No puede hablar entonces de “participación de la sociedad civil” cuando los cuentapropistas no se pueden agrupar en una Asociación de Pequeñas y Medianas Empresas, e incluso son coaccionados a afiliarse a la central sindical gubernamental.

 

En el proceso iniciado en febrero para una posible eliminación de la Posición Común de la Unión Europea y la firma del Pacto de cooperación con el régimen neocastrista se ha recorrido un camino en lo que va de año donde aparecen cada vez más y mayores obstáculos.

 

Las barreras políticas internas y el cambio en la proyección política internacional de la dictadura son insuperables.
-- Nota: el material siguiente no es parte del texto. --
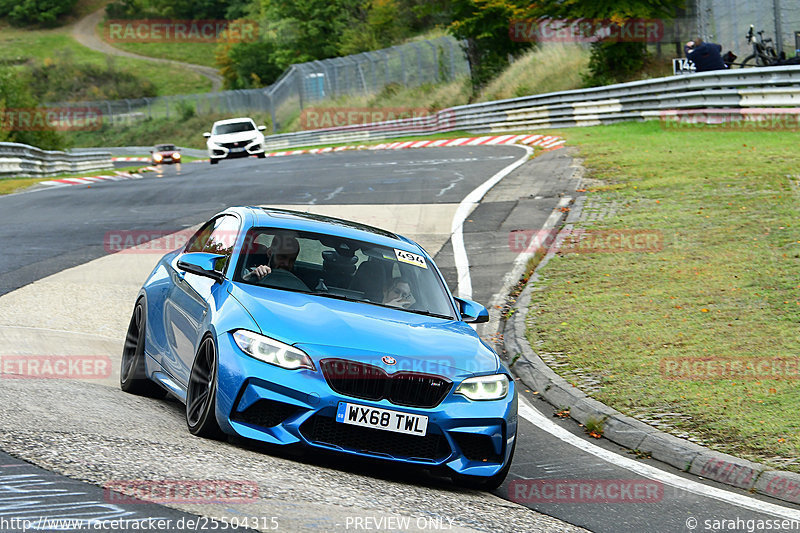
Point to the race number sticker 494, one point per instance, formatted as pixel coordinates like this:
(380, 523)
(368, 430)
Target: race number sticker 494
(412, 259)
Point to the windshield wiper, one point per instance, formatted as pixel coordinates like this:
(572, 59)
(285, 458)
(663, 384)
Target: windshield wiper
(337, 296)
(423, 312)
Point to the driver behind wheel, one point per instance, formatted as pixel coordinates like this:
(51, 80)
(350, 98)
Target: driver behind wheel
(282, 254)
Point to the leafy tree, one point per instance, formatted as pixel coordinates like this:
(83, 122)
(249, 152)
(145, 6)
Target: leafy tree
(248, 64)
(485, 26)
(36, 12)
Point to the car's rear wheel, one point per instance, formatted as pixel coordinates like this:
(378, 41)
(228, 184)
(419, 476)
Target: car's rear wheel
(201, 395)
(132, 374)
(487, 483)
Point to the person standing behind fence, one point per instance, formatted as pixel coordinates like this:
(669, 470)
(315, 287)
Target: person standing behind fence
(705, 56)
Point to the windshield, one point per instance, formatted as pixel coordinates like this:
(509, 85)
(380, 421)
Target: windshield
(341, 268)
(233, 127)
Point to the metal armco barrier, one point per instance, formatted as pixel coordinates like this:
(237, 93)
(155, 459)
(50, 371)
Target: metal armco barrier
(639, 100)
(21, 160)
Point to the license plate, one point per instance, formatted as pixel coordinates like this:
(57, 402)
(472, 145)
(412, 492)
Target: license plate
(374, 417)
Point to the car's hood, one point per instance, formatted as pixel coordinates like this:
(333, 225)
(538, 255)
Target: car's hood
(326, 327)
(239, 136)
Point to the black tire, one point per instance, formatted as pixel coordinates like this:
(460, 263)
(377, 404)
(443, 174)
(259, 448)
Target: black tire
(132, 375)
(201, 394)
(487, 483)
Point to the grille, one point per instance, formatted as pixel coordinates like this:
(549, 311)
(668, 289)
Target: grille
(265, 413)
(370, 382)
(325, 430)
(237, 144)
(476, 447)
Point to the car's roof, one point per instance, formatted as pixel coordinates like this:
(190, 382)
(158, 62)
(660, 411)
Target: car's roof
(315, 223)
(232, 120)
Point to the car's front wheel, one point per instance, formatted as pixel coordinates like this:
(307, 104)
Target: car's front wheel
(487, 483)
(132, 374)
(201, 395)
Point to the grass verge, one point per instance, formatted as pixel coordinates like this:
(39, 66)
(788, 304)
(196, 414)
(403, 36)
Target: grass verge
(725, 288)
(12, 185)
(19, 46)
(186, 52)
(186, 132)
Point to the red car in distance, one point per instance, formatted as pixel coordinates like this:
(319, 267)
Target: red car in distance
(166, 154)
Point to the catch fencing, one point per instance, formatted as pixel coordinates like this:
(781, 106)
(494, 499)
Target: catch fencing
(411, 64)
(660, 98)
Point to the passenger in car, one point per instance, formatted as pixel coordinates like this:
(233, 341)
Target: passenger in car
(398, 294)
(282, 254)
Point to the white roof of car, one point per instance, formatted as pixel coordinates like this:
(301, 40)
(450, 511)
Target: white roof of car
(233, 120)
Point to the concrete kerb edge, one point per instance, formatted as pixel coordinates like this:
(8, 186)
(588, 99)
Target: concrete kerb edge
(624, 430)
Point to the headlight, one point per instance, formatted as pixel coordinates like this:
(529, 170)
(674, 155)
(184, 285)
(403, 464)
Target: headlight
(484, 387)
(271, 351)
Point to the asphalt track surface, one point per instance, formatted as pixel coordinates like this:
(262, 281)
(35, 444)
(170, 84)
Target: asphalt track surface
(47, 231)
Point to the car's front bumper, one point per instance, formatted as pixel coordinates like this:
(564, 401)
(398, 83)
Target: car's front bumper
(298, 407)
(220, 152)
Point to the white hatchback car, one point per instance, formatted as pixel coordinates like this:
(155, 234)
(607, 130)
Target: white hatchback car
(234, 137)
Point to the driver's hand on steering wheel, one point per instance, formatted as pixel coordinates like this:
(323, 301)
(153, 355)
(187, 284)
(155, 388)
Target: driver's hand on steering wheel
(258, 272)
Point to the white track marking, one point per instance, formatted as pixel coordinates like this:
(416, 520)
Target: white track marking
(532, 415)
(464, 209)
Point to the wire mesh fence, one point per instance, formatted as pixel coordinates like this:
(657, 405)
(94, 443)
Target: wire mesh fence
(303, 84)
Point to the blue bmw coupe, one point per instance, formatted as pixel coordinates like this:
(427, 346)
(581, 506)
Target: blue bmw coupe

Parece obvio que cuando se debata el tema político se estancará el diálogo, pues nadie en su sano juicio cree que el gobierno de Raúl Castro va a permitir que se restablezcan las libertades ciudadanas, que se organice y funcione una verdadera sociedad civil, y que se rompan las alianzas con otras dictaduras o regímenes autocráticos como los de Rusia, China, Irán o Siria.

 

Las cuentas están claras: si la Unión Europea aspira a lograr esos propósitos el camino está cerrado y no conduce a ninguna parte.

 

Si en cambio le bastan las promesas de los enviados del general-presidente, y la firma de un compromiso, (como ocurrió en el 2008 con  el Pacto Internacional de Derechos Civiles y Políticos y el Pacto Internacional de Derechos Económicos, Sociales y Culturales, que no han sido ratificados), esa hoja de parra les permitirá la cooperación económica con el régimen represivo de la dictadura militar que rige Cuba a perpetuidad, aunque para éste los compromisos sean papel mojado.

 

De todos modos, y gracias a la excepción que los presidentes norteamericanos han venido dando a sus aliados de la Unión Europea al suspender la aplicación del artículo III de la Ley Helms Burton desde la aprobación de la misma en 1996, distintas corporaciones y empresas europeas de España, Italia y Reino Unido han invertido en la Isla en sectores como hotelería, industria tabacalera y telefonía, e incluso han arriesgado sin obtener resultados en la prospección petrolera  en aguas profundas del Golfo de México.

 

En estos momentos no hay mucho más donde medrar, y no sería ni decente, ni un buen negocio, que Europa acepte falsas promesas del régimen cubano a cambio de un poco más de ganancias.  

 

NOTAS

 

(1) That sinking feeling (again), The Economist, Aug 30th, 2014.

 

(2) Ignacio Fariza, La UE y Cuba avanzan hacia la firma de su primer acuerdo bilateral, El País, 28 Ago 2014.

 

(3) Arturo López-Levy, Una Oportunidad para relanzar las Relaciones Cuba-Unión Europea, Infolatam, agosto 30 de 2014.